Из-за этой лошади я взял себе за правило — выходя из дому, припасать для нее гостинец. Должен признаться, постепенно получилось так, что, если я, переменив в последнюю минуту пиджак, забывал сунуть что-нибудь в карман, я просто не смел идти мимо. Уже издалека, узнав меня, лошадь приветствовала меня негромким ржанием, а у меня ничего не было для нее, кроме слов — одни слова там, где требовалось действие. Нет, я вовремя сворачивал в переулок или, крадучись, пробирался по другой стороне, надвинув на глаза шапку, выпятив нижнюю губу и изменив походку. Но не помогала даже хромота, лошадь все равно узнавала меня. И мне было так стыдно, что я научился проверять карманы, прежде чем выходил из дому.
— Так прошло несколько лет, — продолжает молодой человек, — и я все реже и реже забывал дома гостинец. Я давал лошади кусочек сахара, гладил ее по шее и произносил несколько теплых слов, и, конечно, это хоть немного, а подбадривало ее, пока она стояла и ждала, когда хозяин покончит со своими бесконечными непонятными делами. Неожиданно у нее появилась пара, тоже каурой масти. Возможно, со временем повозка стала слишком тяжела для одной лошади. Как я должен был поступить? Относиться к новой лошади, как к падчерице? Но это было бы неправильно, она была такая же честная труженица, только позже попала на эту работу. И я стал по-братски делить и лакомство и ласку. Глупости, что нельзя дружить втроем.
Однако первой я всегда угощал мою старую знакомую. Так было и в то памятное утро. После нее лошадь номер два получила свою долю, и все это время я смотрел в большие терпеливые глаза первой лошади. Все было, как обычно, я поднял руку, чтобы погладить ее на прощание, как вдруг мое предплечье словно сдавило клещами; казалось, это было заранее задумано. Клянусь, это был настоящий «лошадиный щипок», какими мы награждали друг друга в школе, только гораздо больнее. С яростью и злобой я вырвал руку — ведь сразу не поймешь, что произошло. Слава богу, рука оказалась цела — она слушалась, хотя жгло ее, как огнем.

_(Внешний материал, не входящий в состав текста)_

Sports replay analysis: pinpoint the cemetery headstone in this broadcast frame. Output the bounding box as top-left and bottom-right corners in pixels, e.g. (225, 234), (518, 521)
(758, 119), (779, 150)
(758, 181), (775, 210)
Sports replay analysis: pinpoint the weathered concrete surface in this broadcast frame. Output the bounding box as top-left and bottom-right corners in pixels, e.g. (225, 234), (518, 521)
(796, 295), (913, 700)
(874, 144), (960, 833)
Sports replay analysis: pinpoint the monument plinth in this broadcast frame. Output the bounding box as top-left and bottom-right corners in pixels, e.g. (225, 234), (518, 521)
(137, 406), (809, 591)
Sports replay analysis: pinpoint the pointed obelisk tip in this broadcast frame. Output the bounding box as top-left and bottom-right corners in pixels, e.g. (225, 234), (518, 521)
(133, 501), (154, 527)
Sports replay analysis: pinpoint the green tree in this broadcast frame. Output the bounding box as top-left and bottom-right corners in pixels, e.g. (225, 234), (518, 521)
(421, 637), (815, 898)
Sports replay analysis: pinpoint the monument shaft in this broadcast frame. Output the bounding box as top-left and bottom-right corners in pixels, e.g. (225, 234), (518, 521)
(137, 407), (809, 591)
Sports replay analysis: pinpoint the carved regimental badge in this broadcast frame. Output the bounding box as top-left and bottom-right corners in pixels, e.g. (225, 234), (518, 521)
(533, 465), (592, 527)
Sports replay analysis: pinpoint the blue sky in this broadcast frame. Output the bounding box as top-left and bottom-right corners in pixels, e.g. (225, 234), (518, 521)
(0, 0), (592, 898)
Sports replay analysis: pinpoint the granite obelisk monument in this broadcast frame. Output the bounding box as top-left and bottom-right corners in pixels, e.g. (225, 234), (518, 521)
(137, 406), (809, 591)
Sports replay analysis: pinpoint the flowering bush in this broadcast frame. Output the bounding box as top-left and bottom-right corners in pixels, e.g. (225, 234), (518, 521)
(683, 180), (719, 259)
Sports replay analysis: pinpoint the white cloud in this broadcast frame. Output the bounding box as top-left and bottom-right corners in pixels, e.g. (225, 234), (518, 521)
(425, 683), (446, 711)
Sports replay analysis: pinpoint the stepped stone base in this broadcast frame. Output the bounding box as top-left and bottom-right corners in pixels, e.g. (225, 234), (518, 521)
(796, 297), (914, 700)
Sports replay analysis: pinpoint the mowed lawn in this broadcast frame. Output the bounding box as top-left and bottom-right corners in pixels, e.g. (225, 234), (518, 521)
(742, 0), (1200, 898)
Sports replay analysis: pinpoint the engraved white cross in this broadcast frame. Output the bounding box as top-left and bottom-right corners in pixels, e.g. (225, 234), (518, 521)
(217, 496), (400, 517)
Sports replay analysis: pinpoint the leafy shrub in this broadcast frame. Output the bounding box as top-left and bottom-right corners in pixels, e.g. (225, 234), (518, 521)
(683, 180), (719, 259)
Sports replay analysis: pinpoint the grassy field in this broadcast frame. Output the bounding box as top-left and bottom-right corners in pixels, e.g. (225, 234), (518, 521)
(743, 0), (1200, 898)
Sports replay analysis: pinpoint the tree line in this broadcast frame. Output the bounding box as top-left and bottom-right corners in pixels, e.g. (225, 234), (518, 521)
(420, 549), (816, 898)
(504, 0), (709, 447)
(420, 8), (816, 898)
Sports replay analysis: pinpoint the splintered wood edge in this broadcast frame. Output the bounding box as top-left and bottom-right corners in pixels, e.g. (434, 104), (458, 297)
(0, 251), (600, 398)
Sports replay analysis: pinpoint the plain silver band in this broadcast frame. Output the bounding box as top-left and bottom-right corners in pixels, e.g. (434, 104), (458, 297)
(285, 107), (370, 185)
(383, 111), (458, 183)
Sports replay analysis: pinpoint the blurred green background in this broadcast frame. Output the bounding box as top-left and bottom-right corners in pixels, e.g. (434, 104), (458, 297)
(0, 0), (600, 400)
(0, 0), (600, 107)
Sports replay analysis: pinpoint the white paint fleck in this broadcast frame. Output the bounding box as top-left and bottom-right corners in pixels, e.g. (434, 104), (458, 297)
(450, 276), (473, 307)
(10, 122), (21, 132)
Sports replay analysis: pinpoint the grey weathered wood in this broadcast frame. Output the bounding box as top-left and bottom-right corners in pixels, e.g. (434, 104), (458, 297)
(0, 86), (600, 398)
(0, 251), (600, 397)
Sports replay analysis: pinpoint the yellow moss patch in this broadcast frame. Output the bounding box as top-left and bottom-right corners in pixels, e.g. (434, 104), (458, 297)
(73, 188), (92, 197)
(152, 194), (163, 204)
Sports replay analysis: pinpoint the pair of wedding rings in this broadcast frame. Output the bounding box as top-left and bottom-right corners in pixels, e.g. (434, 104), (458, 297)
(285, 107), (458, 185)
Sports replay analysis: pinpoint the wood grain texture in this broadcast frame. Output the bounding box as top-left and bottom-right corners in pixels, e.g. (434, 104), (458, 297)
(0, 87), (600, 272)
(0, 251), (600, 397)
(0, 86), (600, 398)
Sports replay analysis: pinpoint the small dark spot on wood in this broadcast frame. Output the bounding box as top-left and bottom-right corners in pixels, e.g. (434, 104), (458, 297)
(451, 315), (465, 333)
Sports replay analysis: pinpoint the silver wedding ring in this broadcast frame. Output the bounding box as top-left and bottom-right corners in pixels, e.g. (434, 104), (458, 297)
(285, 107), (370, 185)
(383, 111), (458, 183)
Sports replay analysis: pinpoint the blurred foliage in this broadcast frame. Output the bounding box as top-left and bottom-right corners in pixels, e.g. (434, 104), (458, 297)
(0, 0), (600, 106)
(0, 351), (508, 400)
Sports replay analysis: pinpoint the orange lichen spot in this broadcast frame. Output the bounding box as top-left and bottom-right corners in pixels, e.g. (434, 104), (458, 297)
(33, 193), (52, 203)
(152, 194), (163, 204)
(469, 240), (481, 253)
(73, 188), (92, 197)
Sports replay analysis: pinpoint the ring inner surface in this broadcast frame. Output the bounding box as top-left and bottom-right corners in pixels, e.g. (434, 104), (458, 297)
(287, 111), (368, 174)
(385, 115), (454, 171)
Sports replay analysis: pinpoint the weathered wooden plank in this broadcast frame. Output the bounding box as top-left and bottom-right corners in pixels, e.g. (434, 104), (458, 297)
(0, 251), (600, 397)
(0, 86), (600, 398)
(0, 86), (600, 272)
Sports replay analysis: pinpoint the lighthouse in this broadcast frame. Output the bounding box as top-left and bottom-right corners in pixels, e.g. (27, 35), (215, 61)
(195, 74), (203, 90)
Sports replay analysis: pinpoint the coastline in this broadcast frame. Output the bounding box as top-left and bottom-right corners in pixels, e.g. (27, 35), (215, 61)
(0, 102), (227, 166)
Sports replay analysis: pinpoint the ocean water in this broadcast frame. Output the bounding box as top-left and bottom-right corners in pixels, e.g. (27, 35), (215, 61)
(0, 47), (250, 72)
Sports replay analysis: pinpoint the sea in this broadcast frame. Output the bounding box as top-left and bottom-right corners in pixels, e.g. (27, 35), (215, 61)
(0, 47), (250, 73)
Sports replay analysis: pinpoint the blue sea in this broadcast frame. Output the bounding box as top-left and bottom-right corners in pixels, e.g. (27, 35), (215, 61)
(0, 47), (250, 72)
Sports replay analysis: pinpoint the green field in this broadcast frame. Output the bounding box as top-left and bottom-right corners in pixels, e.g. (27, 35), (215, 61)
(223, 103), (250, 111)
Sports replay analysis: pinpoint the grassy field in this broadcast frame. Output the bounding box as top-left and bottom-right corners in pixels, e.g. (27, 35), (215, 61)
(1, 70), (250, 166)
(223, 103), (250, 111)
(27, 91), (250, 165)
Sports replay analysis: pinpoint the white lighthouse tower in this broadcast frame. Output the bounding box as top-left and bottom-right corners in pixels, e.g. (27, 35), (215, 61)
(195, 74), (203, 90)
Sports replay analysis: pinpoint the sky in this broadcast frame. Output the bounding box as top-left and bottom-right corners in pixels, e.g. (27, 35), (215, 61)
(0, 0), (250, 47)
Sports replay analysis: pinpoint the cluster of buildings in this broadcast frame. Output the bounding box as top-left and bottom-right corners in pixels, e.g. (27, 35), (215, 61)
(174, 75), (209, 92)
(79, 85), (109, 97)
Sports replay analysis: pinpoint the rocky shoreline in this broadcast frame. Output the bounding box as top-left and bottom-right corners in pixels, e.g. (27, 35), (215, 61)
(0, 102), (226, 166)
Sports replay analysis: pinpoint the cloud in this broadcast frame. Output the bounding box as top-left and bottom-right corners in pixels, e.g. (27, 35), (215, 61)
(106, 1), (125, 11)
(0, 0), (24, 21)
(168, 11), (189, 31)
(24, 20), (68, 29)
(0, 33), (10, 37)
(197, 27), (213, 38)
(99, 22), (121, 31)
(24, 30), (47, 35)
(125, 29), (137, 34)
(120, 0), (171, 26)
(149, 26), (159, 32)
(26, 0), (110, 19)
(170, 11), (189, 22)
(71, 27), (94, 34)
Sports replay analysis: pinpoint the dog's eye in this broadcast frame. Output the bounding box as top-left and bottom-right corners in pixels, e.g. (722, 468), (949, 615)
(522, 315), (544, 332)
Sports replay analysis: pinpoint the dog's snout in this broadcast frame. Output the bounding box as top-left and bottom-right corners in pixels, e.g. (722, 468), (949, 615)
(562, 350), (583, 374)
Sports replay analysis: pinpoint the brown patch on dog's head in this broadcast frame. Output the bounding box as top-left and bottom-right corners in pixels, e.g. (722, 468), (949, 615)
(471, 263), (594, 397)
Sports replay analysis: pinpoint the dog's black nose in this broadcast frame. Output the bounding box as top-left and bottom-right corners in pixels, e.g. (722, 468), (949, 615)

Всем известно, что остерегаться следует только лошадей с соломенной петлей на шее, и в моей знакомой не было злобы, пока их не стало двое и ее звериной души не коснулось проклятие ревности. Очевидно, она поняла только то, что на нее навалилось нечто неведомое и непоправимое. А я — рука-то у меня до сих пор еще синяя и отекшая, — я теперь хожу по любому тротуару, лошадь всегда зовет меня, но я отвечаю ей сквозь зубы. Я не могу обойтись без руки, мне ежедневно необходимы обе руки, а смысл ее поступка достаточно ясен: она хотела наказать меня так, чтобы мне стало больно, чтобы было задето что-то жизненно важное — это было не какое-нибудь пустячное наказание, которое забывается, не тумак, не оторванная пуговица или кусок плаща.